Practical Implementation from CardinalityKit

# From CardinalityKit's HyperLogLogEstimator.py
import math, sys

def HyperLogLog(hashes, k):
    m = 2 ** k
    buckets = [0] * m
    
    for i in range(0, len(hashes)):
        # Get bucket (first k bits)
        j = str(hashes[i])[:k]
        j = int(j, 2)    
        
        # Get remaining bits
        data = hashes[i][k:]
        
        # Calculate rank (trailing zeros + 1)
        rank = 1
        for c in reversed(data):
            if c == "0":
                rank += 1
            else:
                break
        
        # Update bucket with maximum rank
        buckets[j] = max(buckets[j], rank)
    
    # Harmonic mean calculation
    total = 0
    for bucket in buckets:
        total += 2 ** (-1 * bucket)
    mean = total ** -1
    
    # Raw estimate
    estimate = (m ** 2) * mean
    
    # Bias correction
    if k <= 4:
        BIAS = 0.673
    elif k == 5:
        BIAS = 0.697
    else:
        BIAS = 0.7213 / (1 + (1.079 / m))
    
    estimate = BIAS * estimate
    
    # Small range correction
    if estimate < ((5 / 2) * m):
        zeros = 0
        for i in buckets:
            if buckets[i] == 0:  # Note: This is a bug in original code
                zeros += 1
        if not zeros == 0:
            estimate = m * math.log(estimate, 2)  # Should be log(m/zeros)
    
    # Large range correction
    elif estimate > ((2 ** 32) / 30):
        estimate = -1 * (2 ** 32) * math.log(1 - (estimate / (2 ** 32)))
    
    return estimate, sys.getsizeof(buckets)
            

⚠️ Implementation Notes

The original CardinalityKit implementation has a small bug in the small range correction.
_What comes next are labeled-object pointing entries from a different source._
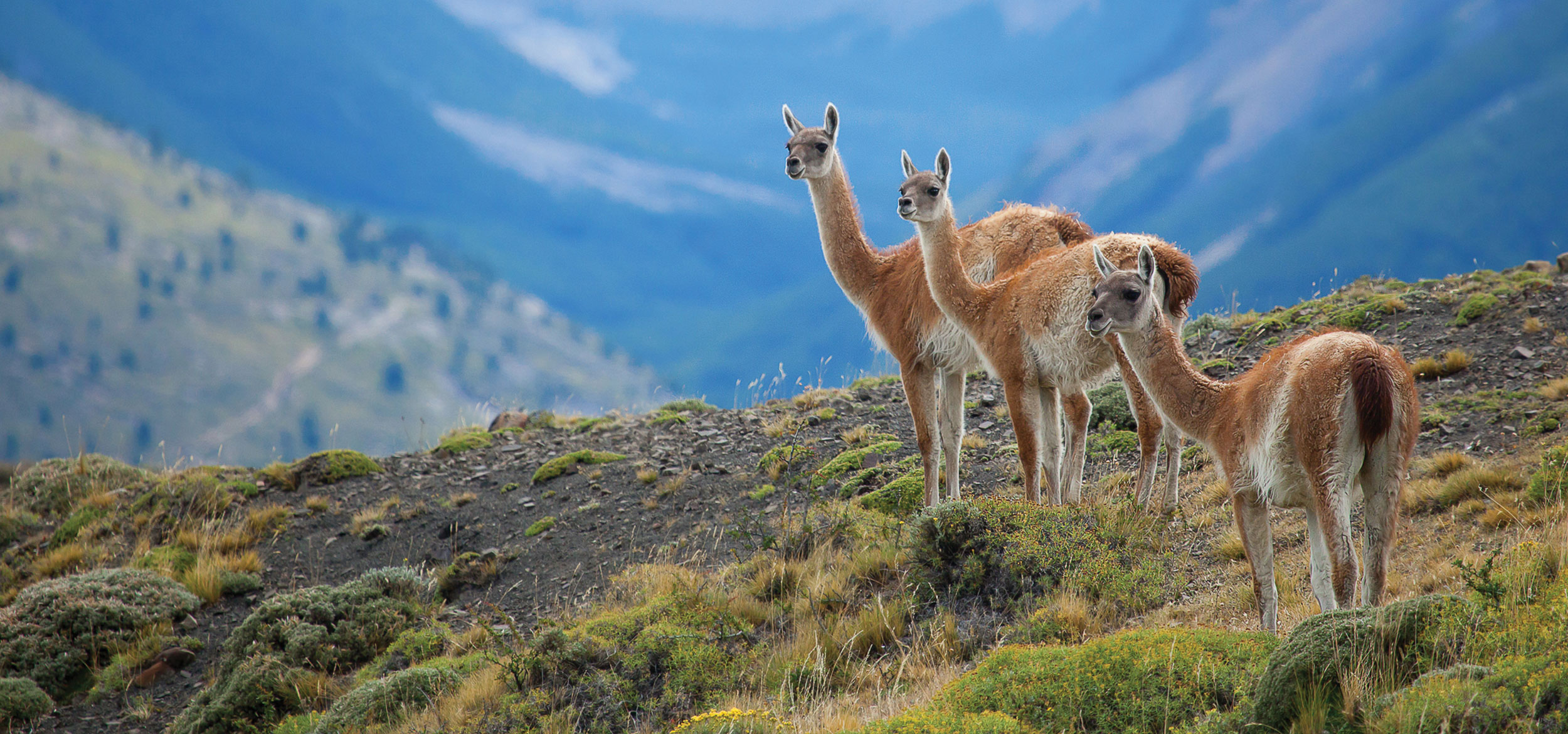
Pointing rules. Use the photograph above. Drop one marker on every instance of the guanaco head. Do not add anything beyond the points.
(1123, 299)
(811, 149)
(924, 193)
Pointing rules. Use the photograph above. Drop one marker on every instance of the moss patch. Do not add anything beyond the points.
(559, 465)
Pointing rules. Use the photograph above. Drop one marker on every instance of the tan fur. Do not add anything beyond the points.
(1027, 327)
(1291, 432)
(889, 287)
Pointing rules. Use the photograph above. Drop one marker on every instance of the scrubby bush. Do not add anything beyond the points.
(998, 551)
(290, 637)
(55, 629)
(52, 487)
(1139, 681)
(559, 465)
(1391, 644)
(23, 701)
(386, 700)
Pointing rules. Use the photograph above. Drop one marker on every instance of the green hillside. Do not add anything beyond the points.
(152, 309)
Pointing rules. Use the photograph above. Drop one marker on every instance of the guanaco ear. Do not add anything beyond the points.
(908, 165)
(789, 121)
(1106, 267)
(1147, 267)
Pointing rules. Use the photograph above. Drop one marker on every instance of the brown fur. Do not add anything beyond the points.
(1278, 435)
(891, 292)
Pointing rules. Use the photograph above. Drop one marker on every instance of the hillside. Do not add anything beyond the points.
(156, 309)
(770, 559)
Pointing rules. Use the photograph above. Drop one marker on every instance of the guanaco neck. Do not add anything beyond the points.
(945, 270)
(1189, 399)
(850, 256)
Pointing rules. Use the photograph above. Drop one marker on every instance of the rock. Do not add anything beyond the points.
(510, 419)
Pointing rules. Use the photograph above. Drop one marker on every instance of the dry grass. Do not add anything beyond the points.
(60, 560)
(1554, 390)
(1438, 368)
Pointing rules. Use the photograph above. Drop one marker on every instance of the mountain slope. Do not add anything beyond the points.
(152, 308)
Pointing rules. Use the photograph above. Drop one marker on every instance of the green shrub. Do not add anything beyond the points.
(23, 701)
(1475, 308)
(388, 700)
(1384, 644)
(901, 497)
(463, 441)
(785, 457)
(850, 460)
(1111, 408)
(57, 629)
(1548, 484)
(1137, 681)
(559, 465)
(324, 629)
(998, 551)
(929, 720)
(331, 466)
(52, 487)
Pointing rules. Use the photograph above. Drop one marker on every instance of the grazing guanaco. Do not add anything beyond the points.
(888, 286)
(1316, 416)
(1027, 328)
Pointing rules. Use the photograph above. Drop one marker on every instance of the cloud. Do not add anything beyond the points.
(588, 60)
(563, 165)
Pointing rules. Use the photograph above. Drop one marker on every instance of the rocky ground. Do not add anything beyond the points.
(691, 488)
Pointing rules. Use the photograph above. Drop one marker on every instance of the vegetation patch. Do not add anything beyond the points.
(289, 641)
(560, 465)
(852, 460)
(57, 629)
(462, 441)
(1137, 681)
(55, 485)
(996, 553)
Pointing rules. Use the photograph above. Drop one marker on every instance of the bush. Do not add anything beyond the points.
(998, 551)
(330, 468)
(289, 637)
(52, 487)
(463, 441)
(1548, 484)
(388, 700)
(1387, 644)
(23, 701)
(559, 465)
(1139, 681)
(55, 629)
(1111, 408)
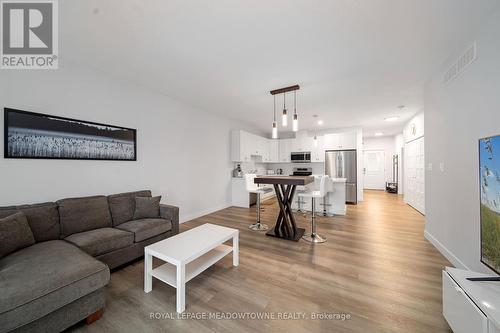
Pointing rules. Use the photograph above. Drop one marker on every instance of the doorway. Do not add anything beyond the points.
(374, 169)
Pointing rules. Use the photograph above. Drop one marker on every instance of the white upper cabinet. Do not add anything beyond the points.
(336, 141)
(274, 155)
(302, 142)
(247, 147)
(318, 151)
(285, 148)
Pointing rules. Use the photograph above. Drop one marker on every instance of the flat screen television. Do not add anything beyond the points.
(489, 180)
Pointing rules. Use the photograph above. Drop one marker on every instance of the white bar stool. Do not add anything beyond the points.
(255, 189)
(313, 236)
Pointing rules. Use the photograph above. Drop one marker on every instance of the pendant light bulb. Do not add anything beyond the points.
(284, 118)
(275, 130)
(274, 133)
(295, 121)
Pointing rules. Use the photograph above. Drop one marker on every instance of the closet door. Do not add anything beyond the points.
(415, 174)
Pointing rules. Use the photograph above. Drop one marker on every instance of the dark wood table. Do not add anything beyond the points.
(285, 186)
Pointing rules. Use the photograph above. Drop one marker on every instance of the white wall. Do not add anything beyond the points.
(414, 129)
(385, 143)
(183, 153)
(456, 116)
(398, 148)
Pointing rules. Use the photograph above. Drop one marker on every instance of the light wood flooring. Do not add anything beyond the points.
(376, 267)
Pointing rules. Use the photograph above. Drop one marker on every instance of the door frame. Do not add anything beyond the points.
(364, 169)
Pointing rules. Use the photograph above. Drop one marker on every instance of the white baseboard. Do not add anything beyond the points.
(445, 252)
(193, 216)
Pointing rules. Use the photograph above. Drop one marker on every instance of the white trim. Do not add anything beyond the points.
(193, 216)
(445, 252)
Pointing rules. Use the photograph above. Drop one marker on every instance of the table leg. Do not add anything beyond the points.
(285, 227)
(236, 249)
(148, 267)
(181, 288)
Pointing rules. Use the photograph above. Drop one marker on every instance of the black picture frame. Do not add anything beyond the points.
(9, 155)
(481, 217)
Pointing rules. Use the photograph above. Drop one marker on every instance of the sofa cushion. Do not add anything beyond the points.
(43, 219)
(42, 278)
(100, 241)
(147, 208)
(15, 234)
(82, 214)
(146, 228)
(122, 205)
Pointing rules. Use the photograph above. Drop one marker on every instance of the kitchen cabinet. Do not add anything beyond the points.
(302, 142)
(245, 145)
(274, 156)
(241, 146)
(285, 148)
(337, 141)
(318, 151)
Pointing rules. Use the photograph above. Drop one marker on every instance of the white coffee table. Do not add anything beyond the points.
(187, 255)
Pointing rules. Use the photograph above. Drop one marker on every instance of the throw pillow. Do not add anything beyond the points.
(15, 234)
(146, 207)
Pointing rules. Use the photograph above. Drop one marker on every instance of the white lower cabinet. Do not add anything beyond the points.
(470, 306)
(462, 314)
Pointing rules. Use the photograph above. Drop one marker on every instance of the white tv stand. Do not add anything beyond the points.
(470, 306)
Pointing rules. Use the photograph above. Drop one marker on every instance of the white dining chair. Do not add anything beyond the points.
(255, 189)
(313, 236)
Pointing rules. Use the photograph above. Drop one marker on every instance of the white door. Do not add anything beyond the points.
(414, 174)
(374, 170)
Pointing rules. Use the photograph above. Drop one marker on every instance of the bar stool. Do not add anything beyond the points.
(313, 236)
(255, 189)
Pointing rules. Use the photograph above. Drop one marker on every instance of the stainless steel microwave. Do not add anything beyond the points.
(301, 157)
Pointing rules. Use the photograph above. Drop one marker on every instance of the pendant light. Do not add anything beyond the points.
(284, 118)
(275, 126)
(295, 122)
(315, 139)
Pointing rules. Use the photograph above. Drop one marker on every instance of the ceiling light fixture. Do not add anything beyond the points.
(284, 118)
(391, 118)
(295, 122)
(275, 126)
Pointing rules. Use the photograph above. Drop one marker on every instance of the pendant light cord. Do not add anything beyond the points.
(295, 102)
(274, 114)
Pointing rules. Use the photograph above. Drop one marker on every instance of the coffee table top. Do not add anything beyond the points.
(284, 180)
(189, 245)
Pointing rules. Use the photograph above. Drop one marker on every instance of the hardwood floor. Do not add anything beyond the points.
(375, 267)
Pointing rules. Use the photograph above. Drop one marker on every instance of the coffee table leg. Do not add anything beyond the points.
(148, 267)
(181, 288)
(236, 249)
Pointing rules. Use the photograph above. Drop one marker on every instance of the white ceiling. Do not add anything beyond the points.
(356, 61)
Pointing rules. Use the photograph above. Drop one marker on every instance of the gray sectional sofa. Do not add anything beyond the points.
(59, 280)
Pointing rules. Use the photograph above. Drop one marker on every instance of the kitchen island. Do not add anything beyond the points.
(334, 202)
(284, 187)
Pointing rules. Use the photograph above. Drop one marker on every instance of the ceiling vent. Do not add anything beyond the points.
(461, 63)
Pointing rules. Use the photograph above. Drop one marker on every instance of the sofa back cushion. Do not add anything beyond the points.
(15, 234)
(122, 205)
(83, 214)
(43, 219)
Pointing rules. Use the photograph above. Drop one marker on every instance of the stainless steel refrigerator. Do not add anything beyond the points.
(342, 164)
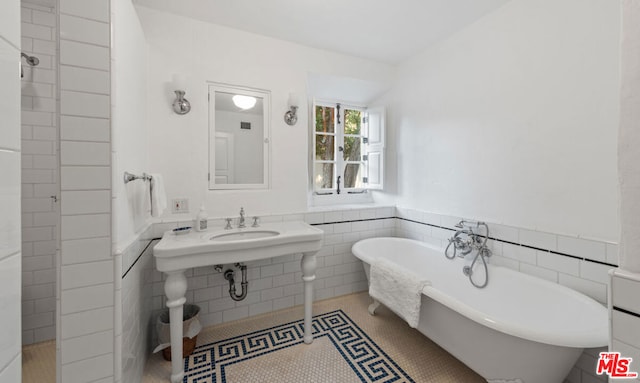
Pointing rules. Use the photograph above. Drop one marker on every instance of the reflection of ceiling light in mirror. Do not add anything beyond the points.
(244, 102)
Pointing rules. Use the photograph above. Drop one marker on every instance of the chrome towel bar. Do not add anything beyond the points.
(128, 177)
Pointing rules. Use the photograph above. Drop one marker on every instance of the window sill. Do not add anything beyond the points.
(340, 199)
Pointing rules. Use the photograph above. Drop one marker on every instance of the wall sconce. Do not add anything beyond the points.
(290, 117)
(181, 105)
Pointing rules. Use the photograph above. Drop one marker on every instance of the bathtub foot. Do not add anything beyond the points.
(373, 307)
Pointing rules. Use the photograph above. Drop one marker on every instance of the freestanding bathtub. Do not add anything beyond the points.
(518, 329)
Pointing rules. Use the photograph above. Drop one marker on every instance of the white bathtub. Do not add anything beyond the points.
(519, 328)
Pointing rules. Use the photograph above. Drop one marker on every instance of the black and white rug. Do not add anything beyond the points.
(341, 352)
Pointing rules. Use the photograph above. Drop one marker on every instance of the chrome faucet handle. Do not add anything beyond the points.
(241, 223)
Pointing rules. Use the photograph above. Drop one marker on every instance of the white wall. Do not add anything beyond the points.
(207, 52)
(514, 120)
(10, 232)
(40, 169)
(628, 154)
(130, 128)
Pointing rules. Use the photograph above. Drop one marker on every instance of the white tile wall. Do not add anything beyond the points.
(39, 177)
(88, 287)
(625, 326)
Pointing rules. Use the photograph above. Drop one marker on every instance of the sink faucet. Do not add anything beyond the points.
(241, 222)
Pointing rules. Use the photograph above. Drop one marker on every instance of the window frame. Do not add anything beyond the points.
(338, 161)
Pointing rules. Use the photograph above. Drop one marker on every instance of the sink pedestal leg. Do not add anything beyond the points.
(308, 275)
(175, 287)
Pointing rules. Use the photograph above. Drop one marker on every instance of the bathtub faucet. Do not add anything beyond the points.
(466, 240)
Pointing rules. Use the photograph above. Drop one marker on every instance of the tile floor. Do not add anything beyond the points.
(423, 360)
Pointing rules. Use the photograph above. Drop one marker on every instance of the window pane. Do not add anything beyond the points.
(323, 176)
(325, 117)
(352, 121)
(352, 176)
(325, 148)
(351, 149)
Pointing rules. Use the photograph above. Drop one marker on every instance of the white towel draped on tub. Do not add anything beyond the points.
(397, 288)
(158, 195)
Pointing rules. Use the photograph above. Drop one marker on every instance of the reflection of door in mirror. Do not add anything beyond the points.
(224, 158)
(238, 131)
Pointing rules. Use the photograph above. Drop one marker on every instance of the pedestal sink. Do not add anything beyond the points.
(176, 253)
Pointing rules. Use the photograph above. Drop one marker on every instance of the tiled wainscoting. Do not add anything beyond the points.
(580, 264)
(276, 283)
(39, 174)
(625, 320)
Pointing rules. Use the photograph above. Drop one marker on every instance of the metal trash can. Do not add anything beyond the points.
(191, 327)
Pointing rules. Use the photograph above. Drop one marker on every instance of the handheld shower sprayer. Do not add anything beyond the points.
(31, 60)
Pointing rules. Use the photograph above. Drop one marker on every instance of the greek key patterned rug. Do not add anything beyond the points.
(341, 352)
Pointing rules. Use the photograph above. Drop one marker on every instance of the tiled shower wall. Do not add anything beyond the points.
(87, 289)
(39, 174)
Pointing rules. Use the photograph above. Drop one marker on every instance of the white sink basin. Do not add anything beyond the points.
(244, 235)
(219, 246)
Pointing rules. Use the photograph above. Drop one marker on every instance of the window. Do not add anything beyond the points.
(348, 144)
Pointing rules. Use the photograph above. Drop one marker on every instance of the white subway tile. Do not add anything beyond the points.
(10, 203)
(595, 272)
(29, 117)
(561, 263)
(38, 90)
(87, 298)
(84, 55)
(519, 253)
(85, 202)
(85, 226)
(86, 274)
(43, 18)
(625, 294)
(44, 162)
(84, 104)
(76, 128)
(31, 322)
(351, 215)
(84, 30)
(626, 327)
(44, 47)
(87, 346)
(539, 272)
(10, 318)
(582, 248)
(36, 31)
(33, 263)
(545, 241)
(385, 212)
(84, 80)
(87, 370)
(85, 250)
(612, 253)
(90, 9)
(85, 177)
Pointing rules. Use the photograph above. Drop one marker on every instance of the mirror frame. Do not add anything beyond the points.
(266, 115)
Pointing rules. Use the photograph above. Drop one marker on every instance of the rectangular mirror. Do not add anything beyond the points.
(238, 137)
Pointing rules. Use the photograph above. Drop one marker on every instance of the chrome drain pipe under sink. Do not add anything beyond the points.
(229, 275)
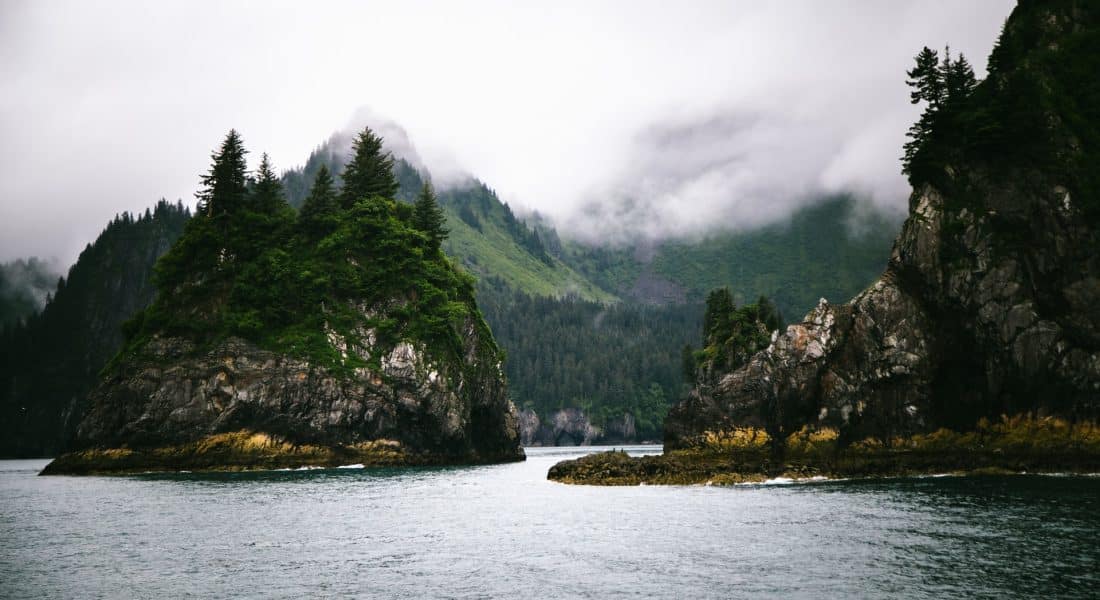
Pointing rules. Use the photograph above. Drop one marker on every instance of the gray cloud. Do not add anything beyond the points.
(669, 119)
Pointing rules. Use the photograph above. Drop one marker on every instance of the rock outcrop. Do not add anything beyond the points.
(989, 305)
(433, 413)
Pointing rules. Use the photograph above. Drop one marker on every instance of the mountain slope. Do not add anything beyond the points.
(55, 357)
(990, 304)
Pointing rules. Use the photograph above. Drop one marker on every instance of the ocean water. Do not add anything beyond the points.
(506, 532)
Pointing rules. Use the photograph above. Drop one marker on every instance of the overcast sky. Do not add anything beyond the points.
(673, 117)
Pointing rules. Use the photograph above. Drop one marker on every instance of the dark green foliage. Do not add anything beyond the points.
(220, 249)
(54, 357)
(944, 87)
(370, 172)
(428, 217)
(320, 214)
(607, 360)
(345, 270)
(733, 335)
(226, 186)
(1036, 111)
(266, 194)
(688, 362)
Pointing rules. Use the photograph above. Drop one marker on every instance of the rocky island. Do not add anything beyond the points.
(979, 347)
(339, 335)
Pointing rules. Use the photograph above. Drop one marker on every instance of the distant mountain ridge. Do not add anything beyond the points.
(540, 291)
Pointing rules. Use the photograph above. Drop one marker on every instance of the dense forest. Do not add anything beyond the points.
(53, 357)
(604, 359)
(590, 327)
(352, 263)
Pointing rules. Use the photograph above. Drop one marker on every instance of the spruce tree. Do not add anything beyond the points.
(926, 79)
(321, 209)
(370, 173)
(266, 197)
(428, 217)
(958, 78)
(226, 186)
(716, 319)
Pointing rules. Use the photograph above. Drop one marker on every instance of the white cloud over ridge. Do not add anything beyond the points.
(608, 117)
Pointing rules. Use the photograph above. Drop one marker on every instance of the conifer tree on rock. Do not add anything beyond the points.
(428, 217)
(267, 196)
(320, 213)
(370, 173)
(226, 186)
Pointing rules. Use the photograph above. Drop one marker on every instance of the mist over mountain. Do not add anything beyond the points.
(25, 284)
(609, 134)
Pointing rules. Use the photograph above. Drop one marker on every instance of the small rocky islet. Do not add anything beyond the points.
(339, 335)
(978, 349)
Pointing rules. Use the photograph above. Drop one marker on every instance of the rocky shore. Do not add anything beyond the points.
(746, 456)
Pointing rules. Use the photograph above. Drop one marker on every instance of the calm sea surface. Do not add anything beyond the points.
(506, 532)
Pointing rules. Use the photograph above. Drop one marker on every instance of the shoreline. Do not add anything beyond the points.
(255, 451)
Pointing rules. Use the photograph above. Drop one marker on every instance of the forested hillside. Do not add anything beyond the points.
(585, 327)
(55, 356)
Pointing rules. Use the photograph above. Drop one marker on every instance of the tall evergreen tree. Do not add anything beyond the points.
(926, 79)
(226, 186)
(428, 217)
(319, 214)
(958, 78)
(716, 318)
(370, 173)
(266, 195)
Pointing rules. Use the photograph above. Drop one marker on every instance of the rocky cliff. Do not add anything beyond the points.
(990, 303)
(55, 357)
(174, 396)
(337, 335)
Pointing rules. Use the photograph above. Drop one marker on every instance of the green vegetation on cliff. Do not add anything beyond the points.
(352, 263)
(1036, 111)
(52, 358)
(1021, 444)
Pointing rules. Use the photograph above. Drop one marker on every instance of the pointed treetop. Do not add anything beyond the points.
(321, 209)
(370, 173)
(224, 186)
(428, 217)
(267, 195)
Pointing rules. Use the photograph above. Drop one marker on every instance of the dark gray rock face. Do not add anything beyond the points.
(172, 394)
(943, 338)
(990, 305)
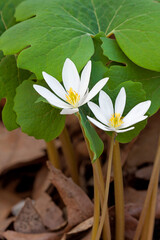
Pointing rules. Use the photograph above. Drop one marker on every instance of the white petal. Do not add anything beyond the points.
(106, 105)
(120, 101)
(98, 124)
(70, 76)
(50, 97)
(97, 112)
(96, 89)
(55, 85)
(85, 77)
(125, 130)
(137, 112)
(69, 111)
(132, 121)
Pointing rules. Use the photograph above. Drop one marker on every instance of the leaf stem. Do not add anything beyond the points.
(155, 172)
(69, 155)
(108, 175)
(53, 154)
(118, 192)
(97, 171)
(96, 209)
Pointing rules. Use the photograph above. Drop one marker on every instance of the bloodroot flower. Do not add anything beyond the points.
(110, 119)
(75, 92)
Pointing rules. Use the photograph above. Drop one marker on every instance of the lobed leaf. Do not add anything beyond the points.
(50, 31)
(95, 143)
(130, 71)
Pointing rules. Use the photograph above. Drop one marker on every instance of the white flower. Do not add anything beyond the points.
(110, 119)
(75, 91)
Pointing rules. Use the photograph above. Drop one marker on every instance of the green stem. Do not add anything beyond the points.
(118, 190)
(105, 204)
(153, 209)
(69, 154)
(155, 172)
(97, 171)
(53, 154)
(100, 182)
(96, 209)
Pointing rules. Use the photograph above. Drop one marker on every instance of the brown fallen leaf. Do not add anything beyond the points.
(133, 209)
(88, 235)
(41, 183)
(82, 227)
(81, 149)
(144, 148)
(4, 224)
(79, 206)
(144, 173)
(28, 220)
(7, 200)
(11, 235)
(14, 147)
(135, 199)
(50, 213)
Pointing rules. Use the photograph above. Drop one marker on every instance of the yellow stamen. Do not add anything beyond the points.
(116, 120)
(72, 97)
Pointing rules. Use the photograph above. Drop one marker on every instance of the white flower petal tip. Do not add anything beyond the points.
(75, 92)
(110, 118)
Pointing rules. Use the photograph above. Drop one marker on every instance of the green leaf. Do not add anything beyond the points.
(10, 78)
(10, 75)
(51, 31)
(95, 143)
(130, 71)
(135, 94)
(37, 119)
(7, 10)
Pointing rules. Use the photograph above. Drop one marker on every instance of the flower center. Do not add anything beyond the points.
(72, 97)
(116, 120)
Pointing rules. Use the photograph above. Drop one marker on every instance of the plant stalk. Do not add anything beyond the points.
(118, 192)
(69, 155)
(105, 204)
(97, 171)
(155, 172)
(96, 209)
(53, 154)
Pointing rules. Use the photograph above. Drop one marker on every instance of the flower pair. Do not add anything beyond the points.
(75, 93)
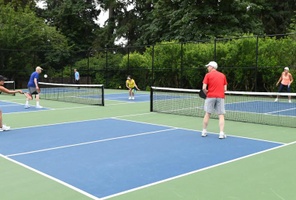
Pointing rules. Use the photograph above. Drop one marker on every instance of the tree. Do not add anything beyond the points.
(277, 15)
(75, 19)
(26, 41)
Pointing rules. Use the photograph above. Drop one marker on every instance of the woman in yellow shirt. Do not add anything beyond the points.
(132, 86)
(285, 80)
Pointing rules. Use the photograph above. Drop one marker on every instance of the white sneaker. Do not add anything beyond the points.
(4, 128)
(222, 136)
(204, 134)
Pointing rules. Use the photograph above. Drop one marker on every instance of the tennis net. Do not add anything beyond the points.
(75, 93)
(251, 107)
(9, 85)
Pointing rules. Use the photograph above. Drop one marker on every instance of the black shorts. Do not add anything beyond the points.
(284, 88)
(32, 90)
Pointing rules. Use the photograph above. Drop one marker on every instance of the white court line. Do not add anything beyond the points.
(91, 142)
(50, 177)
(198, 131)
(277, 111)
(196, 171)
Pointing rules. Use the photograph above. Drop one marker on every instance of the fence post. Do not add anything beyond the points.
(256, 66)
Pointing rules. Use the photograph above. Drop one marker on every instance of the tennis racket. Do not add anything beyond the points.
(202, 94)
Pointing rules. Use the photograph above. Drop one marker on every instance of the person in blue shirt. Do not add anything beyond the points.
(33, 88)
(3, 89)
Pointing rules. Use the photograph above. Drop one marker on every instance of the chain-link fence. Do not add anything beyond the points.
(251, 63)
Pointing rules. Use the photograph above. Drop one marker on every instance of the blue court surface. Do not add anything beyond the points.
(264, 107)
(108, 156)
(8, 107)
(124, 97)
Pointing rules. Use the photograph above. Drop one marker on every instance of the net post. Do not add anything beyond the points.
(103, 96)
(151, 98)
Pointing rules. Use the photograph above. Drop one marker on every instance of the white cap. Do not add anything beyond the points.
(212, 64)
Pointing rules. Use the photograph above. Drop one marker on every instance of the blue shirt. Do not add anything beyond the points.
(31, 82)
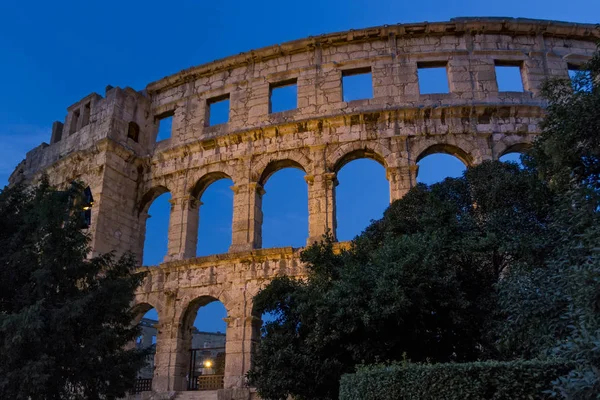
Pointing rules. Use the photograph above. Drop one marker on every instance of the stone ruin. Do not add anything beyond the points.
(110, 143)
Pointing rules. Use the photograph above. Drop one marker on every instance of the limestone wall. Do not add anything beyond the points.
(98, 144)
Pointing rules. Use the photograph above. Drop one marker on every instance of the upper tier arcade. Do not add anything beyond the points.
(110, 144)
The corrected version should use log(m/zeros) instead of log(estimate, 2).

Performance Characteristics

HyperLogLog Advantages:

Memory Efficient: O(log log n) space complexity
Fast Processing: O(1) per element insertion
Mergeable: Sketches can be combined with MAX operation
Parallelizable: Easy to distribute across multiple machines
Accurate: Standard error of ~1.04/√m

Limitations:

Biased: Requires complex bias correction
Range Dependent: Needs different formulas for different ranges
Integer Arithmetic: Rank calculations can be imprecise

Industry Applications

                🏢 Real-World Usage
                Google BigQuery: APPROX_COUNT_DISTINCT function
Amazon Redshift: Approximate cardinality queries
Apache Spark: approxCountDistinct in DataFrames
Redis: PFADD/PFCOUNT commands
Presto/Trino: approx_distinct function

            

-- SQL examples using HyperLogLog
-- BigQuery
SELECT APPROX_COUNT_DISTINCT(user_id) FROM events;

-- Redshift  
SELECT APPROXIMATE COUNT(DISTINCT user_id) FROM events;

-- Spark SQL
SELECT approx_count_distinct(user_id) FROM events;

-- All use HyperLogLog under the hood!